Fourth, the people who run the nonplayoff major bowl games. While there would not be eight official playoff teams, there would be somewhere between five and 10 teams with a legitimate shot at making the playoffs. That means a lot more bowls would matter, which translates into more viewers. The playoffs have made games that were once a huge deal into an afterthought. I hate that.
Let’s look at what would have happened this year. Michigan and Utah would be in Pasadena tomorrow. Alabama would be in New Orleans, maybe playing Notre Dame, maybe playing Oklahoma State, maybe playing Cincinnati.
Because the Big 12 began as a merger between the Big 8 and some of the Southwest Conference, it should choose between the bowls tied to those leagues. I would pick the Orange Bowl, because Miami for New Year’s beats the heck out of Dallas on New Year’s, or any other day of the year, for that matter. So Baylor heads to the Orange Bowl. The ACC logically would go to the Peach Bowl, but with the SEC championship game played there, perhaps the Gator Bowl would be a better fit. So send Pittsburgh to Jacksonville.
The top-ranked teams which were not power-conference champions this year were Georgia, Cincinnati, Notre Dame, Ole Miss, Oklahoma State and Michigan State. Let the bowl people actually do some work and invite who they want.
The Peach and Fiesta bowls are the biggest bowls that don’t have a purpose in this plan. My preference would be for them to be permanent hosts of the CFP semifinals, with the championship game bid on as it is now.

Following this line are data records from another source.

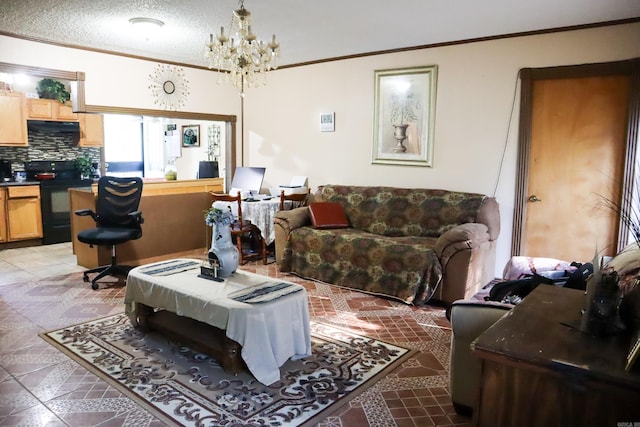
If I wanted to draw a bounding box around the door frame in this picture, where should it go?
[511,58,640,256]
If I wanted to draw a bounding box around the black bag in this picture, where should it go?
[485,274,559,304]
[564,262,593,291]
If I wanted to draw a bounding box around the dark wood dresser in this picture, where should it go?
[472,285,640,427]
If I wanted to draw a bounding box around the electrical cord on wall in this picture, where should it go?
[493,71,520,197]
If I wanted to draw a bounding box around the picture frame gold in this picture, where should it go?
[371,65,438,167]
[182,125,200,147]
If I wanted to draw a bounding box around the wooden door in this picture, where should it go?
[521,75,630,262]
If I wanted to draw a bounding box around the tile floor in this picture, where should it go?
[0,244,471,427]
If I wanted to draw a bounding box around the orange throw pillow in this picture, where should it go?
[309,202,349,228]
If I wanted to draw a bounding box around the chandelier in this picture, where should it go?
[204,0,280,96]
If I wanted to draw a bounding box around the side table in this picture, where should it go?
[471,285,640,427]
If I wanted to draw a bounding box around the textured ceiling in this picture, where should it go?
[0,0,640,66]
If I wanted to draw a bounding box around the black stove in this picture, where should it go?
[24,160,93,245]
[24,160,80,182]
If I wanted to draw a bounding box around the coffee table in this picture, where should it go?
[125,258,311,385]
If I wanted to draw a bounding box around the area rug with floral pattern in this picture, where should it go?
[41,314,412,426]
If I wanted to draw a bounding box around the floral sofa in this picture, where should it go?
[274,185,500,305]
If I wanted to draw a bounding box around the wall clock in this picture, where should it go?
[149,64,189,111]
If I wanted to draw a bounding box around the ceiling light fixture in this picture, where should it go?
[129,18,164,32]
[204,0,280,96]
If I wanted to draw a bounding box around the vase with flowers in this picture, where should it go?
[205,206,240,277]
[594,186,640,334]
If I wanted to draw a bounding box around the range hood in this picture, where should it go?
[27,120,80,134]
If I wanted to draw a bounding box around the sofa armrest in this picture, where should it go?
[273,206,311,265]
[434,222,490,267]
[447,300,513,412]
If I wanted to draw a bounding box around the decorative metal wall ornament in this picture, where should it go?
[149,64,190,111]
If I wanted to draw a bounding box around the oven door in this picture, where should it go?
[40,180,92,245]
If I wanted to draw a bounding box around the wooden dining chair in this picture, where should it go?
[280,188,311,211]
[209,191,267,265]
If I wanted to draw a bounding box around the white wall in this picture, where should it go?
[245,23,640,275]
[0,23,640,275]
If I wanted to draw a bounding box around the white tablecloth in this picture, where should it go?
[213,197,291,245]
[124,260,311,385]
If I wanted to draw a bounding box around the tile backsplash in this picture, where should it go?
[0,131,101,172]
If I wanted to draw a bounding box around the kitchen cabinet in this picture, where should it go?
[5,185,42,242]
[0,188,7,242]
[27,98,78,121]
[0,91,29,147]
[78,114,104,147]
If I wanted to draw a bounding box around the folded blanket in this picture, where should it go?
[140,259,199,276]
[228,282,303,304]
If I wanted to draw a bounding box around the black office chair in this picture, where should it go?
[75,176,144,290]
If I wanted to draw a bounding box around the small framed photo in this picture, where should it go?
[320,113,336,132]
[182,125,200,147]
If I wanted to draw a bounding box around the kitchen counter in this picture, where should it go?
[0,181,40,187]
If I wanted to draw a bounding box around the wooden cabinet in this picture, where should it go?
[6,185,42,242]
[78,114,104,147]
[472,285,640,427]
[0,91,28,146]
[0,188,7,242]
[27,98,78,121]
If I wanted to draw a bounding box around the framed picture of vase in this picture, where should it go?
[372,65,438,167]
[182,125,200,147]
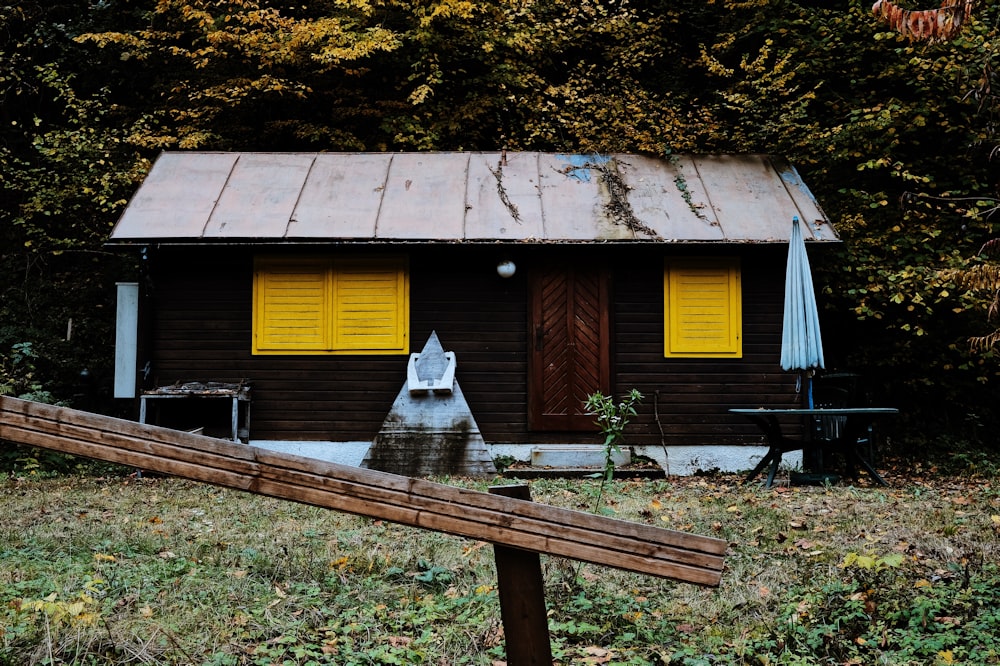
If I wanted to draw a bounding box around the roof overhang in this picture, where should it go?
[110,152,839,245]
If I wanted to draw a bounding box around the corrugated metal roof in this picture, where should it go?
[111,152,839,243]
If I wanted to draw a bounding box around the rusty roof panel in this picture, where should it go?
[285,153,392,240]
[204,153,314,238]
[616,155,726,241]
[112,153,238,240]
[465,153,545,241]
[111,152,838,243]
[375,153,469,240]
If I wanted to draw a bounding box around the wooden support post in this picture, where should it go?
[490,485,552,666]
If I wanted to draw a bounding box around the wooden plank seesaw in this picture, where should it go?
[0,396,727,666]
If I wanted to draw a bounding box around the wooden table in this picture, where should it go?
[729,407,899,488]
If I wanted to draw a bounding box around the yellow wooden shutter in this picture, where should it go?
[664,259,743,357]
[253,259,331,354]
[333,258,410,354]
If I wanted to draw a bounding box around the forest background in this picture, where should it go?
[0,0,1000,452]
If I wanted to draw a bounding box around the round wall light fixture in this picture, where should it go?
[497,254,517,278]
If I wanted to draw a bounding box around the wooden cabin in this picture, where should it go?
[110,152,838,473]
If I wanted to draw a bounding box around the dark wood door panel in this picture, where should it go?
[529,264,610,430]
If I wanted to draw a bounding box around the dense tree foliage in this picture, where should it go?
[0,0,1000,446]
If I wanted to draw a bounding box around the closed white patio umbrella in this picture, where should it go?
[781,216,824,407]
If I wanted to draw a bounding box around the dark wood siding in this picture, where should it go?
[141,241,798,444]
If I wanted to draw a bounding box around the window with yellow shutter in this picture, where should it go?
[663,258,743,358]
[253,257,409,354]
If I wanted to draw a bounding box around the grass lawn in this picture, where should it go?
[0,470,1000,666]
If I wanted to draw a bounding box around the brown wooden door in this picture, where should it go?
[528,264,610,430]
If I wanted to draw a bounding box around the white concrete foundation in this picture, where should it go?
[250,440,802,476]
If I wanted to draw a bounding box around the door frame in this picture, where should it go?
[527,257,612,432]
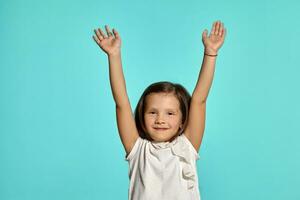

To me, having more than four teams go into New Year’s with a chance to make the playoffs is a huge plus for the sport. There could be six or seven must-see bowl games, with must-see playoff games a week to 10 days later.
So who wouldn’t like it? Probably Greg Sankey. Not sure why, but it’s a good guess. If he does like it, then write this down: the commissioners of the Big Ten, Pac-12 and ACC won’t like it. What he likes, they don’t. What they like, he doesn’t, at least when it comes to playoff ideas.
But they haven’t heard this one yet.